The boy stood in front of the control panel. It was probably just a circuit board, or a few transistors. He could see what he needed to do with the wires. But if it wasn’t, he’d end up there for hours and then they wouldn’t have the right spares anyway. And it’d be another day wasted. A handful of electrical components. Everything else in the turbine was fine, but without the control panel the nacelle wouldn’t be able to change direction, or the blades adjust their speed. A strong wind from the wrong direction and the whole hub could get torn off.
He shoved the screwdriver back into his pocket. ‘Fine,’ he said.
The old man opened one eye. ‘What was that?’
The boy didn’t reply. He just started unpacking the spare holdalls from the toolbag and they began to strip the nacelle.
Within half an hour they’d taken apart the generator and gearbox. The old man had removed anything useful from the rotor hub and packed it carefully in one of the bags. Then they unscrewed the panelling from the walls and bedplate, following lengths of copper wire, which they pulled out and wound into coils.

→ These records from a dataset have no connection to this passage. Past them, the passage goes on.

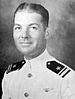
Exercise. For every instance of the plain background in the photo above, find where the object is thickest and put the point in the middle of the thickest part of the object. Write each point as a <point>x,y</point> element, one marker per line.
<point>62,28</point>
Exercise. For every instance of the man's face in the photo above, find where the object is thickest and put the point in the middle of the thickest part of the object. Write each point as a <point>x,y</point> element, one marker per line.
<point>29,33</point>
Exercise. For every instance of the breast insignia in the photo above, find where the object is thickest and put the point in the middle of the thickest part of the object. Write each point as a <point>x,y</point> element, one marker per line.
<point>58,68</point>
<point>15,66</point>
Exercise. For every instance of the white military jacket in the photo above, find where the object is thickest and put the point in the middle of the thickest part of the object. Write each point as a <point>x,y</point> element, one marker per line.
<point>40,78</point>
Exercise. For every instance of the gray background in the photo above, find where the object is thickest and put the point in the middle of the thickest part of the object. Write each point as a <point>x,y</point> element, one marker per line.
<point>62,28</point>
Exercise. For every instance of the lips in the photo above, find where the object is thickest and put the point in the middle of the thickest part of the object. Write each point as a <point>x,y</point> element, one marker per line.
<point>25,43</point>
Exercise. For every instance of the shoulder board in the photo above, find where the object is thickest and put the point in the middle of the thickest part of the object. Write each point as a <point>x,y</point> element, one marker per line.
<point>15,66</point>
<point>58,68</point>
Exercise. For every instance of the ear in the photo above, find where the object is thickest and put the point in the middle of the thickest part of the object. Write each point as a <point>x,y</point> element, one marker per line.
<point>47,33</point>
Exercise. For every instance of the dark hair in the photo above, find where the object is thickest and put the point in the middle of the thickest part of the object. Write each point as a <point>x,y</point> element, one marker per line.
<point>36,8</point>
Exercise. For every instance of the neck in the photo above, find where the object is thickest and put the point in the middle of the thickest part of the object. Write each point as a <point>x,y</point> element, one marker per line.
<point>34,55</point>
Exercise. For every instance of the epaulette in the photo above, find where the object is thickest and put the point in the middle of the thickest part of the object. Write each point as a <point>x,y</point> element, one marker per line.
<point>15,66</point>
<point>58,68</point>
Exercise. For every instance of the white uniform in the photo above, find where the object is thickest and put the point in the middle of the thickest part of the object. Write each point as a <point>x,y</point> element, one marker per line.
<point>41,78</point>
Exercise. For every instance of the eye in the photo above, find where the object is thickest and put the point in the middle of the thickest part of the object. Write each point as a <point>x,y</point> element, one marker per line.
<point>33,28</point>
<point>17,28</point>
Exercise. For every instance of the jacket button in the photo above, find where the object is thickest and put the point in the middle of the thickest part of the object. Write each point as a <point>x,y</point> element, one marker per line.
<point>26,94</point>
<point>29,75</point>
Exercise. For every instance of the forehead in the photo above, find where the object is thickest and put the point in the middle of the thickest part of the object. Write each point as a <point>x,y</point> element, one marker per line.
<point>25,17</point>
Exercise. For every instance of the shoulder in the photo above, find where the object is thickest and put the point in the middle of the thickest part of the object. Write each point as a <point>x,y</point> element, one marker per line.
<point>60,68</point>
<point>15,66</point>
<point>11,71</point>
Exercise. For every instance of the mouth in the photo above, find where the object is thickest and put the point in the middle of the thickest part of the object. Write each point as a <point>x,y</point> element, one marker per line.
<point>25,44</point>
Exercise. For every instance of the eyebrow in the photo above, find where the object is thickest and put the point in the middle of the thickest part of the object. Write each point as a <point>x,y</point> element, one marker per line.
<point>29,24</point>
<point>17,24</point>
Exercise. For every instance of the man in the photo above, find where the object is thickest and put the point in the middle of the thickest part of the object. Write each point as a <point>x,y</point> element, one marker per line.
<point>39,75</point>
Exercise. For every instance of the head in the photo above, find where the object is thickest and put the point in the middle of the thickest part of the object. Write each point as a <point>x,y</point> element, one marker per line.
<point>30,30</point>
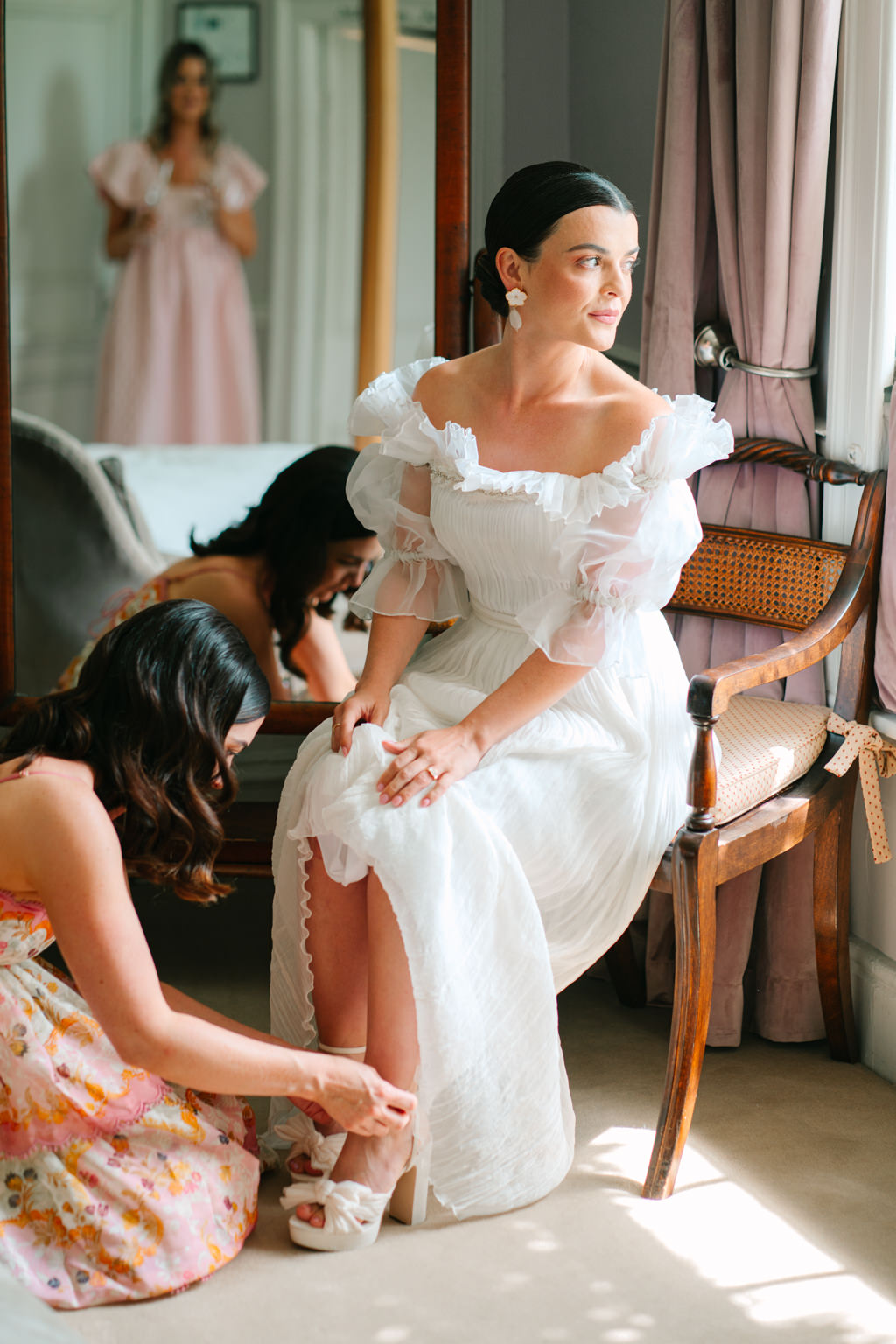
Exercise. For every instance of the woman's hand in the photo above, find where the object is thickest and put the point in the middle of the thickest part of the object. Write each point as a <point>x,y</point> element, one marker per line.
<point>433,760</point>
<point>355,1097</point>
<point>366,704</point>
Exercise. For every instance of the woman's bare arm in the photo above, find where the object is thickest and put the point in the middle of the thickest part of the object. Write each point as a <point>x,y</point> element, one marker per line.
<point>80,882</point>
<point>238,228</point>
<point>439,757</point>
<point>321,660</point>
<point>125,228</point>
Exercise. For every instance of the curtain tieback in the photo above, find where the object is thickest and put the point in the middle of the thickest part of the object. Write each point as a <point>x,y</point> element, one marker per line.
<point>876,761</point>
<point>715,348</point>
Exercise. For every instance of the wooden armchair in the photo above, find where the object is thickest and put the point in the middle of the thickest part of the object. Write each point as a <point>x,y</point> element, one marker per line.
<point>826,596</point>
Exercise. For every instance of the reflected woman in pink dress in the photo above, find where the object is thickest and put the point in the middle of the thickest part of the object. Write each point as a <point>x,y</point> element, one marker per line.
<point>178,361</point>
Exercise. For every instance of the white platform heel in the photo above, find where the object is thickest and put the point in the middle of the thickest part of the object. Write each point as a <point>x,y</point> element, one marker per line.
<point>305,1138</point>
<point>354,1213</point>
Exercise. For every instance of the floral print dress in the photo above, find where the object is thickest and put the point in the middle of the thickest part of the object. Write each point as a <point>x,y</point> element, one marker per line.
<point>115,1186</point>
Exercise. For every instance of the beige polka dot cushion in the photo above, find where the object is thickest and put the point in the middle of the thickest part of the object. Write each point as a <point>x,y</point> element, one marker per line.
<point>765,746</point>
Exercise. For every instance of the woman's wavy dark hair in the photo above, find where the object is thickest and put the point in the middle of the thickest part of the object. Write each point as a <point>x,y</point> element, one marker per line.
<point>160,130</point>
<point>150,712</point>
<point>528,208</point>
<point>301,511</point>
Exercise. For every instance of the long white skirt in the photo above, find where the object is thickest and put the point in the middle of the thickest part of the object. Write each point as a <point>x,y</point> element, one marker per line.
<point>504,892</point>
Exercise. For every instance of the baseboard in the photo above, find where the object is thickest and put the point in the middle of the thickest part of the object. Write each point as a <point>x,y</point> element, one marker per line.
<point>875,999</point>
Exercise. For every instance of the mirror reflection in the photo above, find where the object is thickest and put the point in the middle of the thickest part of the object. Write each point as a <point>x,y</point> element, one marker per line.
<point>82,80</point>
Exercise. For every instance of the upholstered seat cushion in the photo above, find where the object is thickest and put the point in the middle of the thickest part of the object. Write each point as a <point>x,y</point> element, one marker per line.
<point>765,746</point>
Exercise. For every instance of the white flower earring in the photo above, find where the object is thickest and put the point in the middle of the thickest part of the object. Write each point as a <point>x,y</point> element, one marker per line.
<point>516,298</point>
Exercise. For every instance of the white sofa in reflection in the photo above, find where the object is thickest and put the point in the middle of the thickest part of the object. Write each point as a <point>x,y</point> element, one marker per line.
<point>180,488</point>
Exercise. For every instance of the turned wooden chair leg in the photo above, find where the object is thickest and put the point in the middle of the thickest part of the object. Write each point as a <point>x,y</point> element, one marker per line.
<point>693,890</point>
<point>626,972</point>
<point>830,906</point>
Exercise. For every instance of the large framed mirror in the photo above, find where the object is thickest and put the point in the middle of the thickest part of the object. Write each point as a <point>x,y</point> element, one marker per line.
<point>128,67</point>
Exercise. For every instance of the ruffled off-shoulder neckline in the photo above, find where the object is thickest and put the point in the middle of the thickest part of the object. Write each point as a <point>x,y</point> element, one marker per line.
<point>673,446</point>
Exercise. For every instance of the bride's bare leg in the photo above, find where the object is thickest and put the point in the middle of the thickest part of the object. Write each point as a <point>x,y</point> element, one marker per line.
<point>338,942</point>
<point>391,1048</point>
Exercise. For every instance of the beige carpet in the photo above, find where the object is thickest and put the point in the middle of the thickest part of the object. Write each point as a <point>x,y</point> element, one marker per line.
<point>783,1226</point>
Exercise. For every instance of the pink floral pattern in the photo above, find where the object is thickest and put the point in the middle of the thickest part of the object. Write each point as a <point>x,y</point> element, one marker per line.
<point>115,1186</point>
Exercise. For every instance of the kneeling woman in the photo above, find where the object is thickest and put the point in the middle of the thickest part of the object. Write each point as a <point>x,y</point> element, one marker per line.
<point>113,1183</point>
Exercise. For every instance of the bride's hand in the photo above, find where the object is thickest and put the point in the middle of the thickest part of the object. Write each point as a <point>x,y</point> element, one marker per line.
<point>433,760</point>
<point>356,1098</point>
<point>366,704</point>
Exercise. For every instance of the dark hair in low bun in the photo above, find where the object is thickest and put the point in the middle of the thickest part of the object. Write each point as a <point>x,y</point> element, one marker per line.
<point>150,712</point>
<point>528,208</point>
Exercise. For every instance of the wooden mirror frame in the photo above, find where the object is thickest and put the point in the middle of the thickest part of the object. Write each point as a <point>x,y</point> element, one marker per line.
<point>452,308</point>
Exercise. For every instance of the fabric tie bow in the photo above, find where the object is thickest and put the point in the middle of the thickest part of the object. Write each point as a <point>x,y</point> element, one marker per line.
<point>876,761</point>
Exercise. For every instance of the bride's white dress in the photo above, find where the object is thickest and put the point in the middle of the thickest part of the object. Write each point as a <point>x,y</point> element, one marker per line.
<point>529,869</point>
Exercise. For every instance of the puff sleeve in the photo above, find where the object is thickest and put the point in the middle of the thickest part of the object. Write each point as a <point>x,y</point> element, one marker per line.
<point>238,176</point>
<point>626,559</point>
<point>124,172</point>
<point>388,489</point>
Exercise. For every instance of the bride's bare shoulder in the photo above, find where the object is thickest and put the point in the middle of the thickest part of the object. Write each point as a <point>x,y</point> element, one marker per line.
<point>627,408</point>
<point>446,391</point>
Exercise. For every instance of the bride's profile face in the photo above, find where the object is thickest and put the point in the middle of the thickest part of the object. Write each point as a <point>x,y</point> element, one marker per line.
<point>580,284</point>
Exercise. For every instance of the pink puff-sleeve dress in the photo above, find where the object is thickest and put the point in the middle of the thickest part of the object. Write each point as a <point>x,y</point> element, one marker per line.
<point>178,360</point>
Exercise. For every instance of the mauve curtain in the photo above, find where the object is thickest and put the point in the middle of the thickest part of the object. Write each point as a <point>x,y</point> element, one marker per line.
<point>737,218</point>
<point>886,628</point>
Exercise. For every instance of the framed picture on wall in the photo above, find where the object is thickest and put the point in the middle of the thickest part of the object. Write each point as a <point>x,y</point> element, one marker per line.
<point>228,32</point>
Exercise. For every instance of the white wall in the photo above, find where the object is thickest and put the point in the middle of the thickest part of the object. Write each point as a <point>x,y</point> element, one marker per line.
<point>614,70</point>
<point>579,82</point>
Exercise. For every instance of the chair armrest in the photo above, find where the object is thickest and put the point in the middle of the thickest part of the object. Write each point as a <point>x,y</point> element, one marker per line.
<point>710,691</point>
<point>296,717</point>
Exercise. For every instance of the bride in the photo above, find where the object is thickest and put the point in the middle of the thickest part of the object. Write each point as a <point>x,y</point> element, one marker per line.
<point>482,816</point>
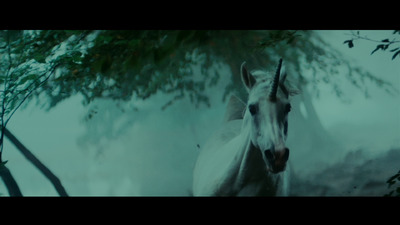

The boy took the first load down the lift and out to where the maintenance boat was moored to the jacket. The rain had set in, bleaching sharply from the west. He bowed his head to stop it hitting his eyes. This was how he thought of the weather: in terms of how much you had to bow. Sometimes he had to bend double, hauling himself along by railing and rung; sometimes it drove him to his knees.
He found some more bags in the cabin and sent them up in the lift, then waited at the foot of the tower. He could make so many repairs with the spare parts they’d just taken – they’d last for months, he could even go back and fix some of the turbines they’d had to shut down. But there was no point thinking like that. The old man kept all the parts so that he could trade for extras when the supply boat came.
The boy had only once questioned this, saying why couldn’t they use some of the parts to make repairs?
‘Why do you care?’ the old man had said.
The boy had thought about it for a long time. About all the different ways the turbines seemed to groan; how a faulty motor would emit a small dry gasp just before it gave out; how plastic creaked like his own joints when he’d been kneeling in a spinner housing too long.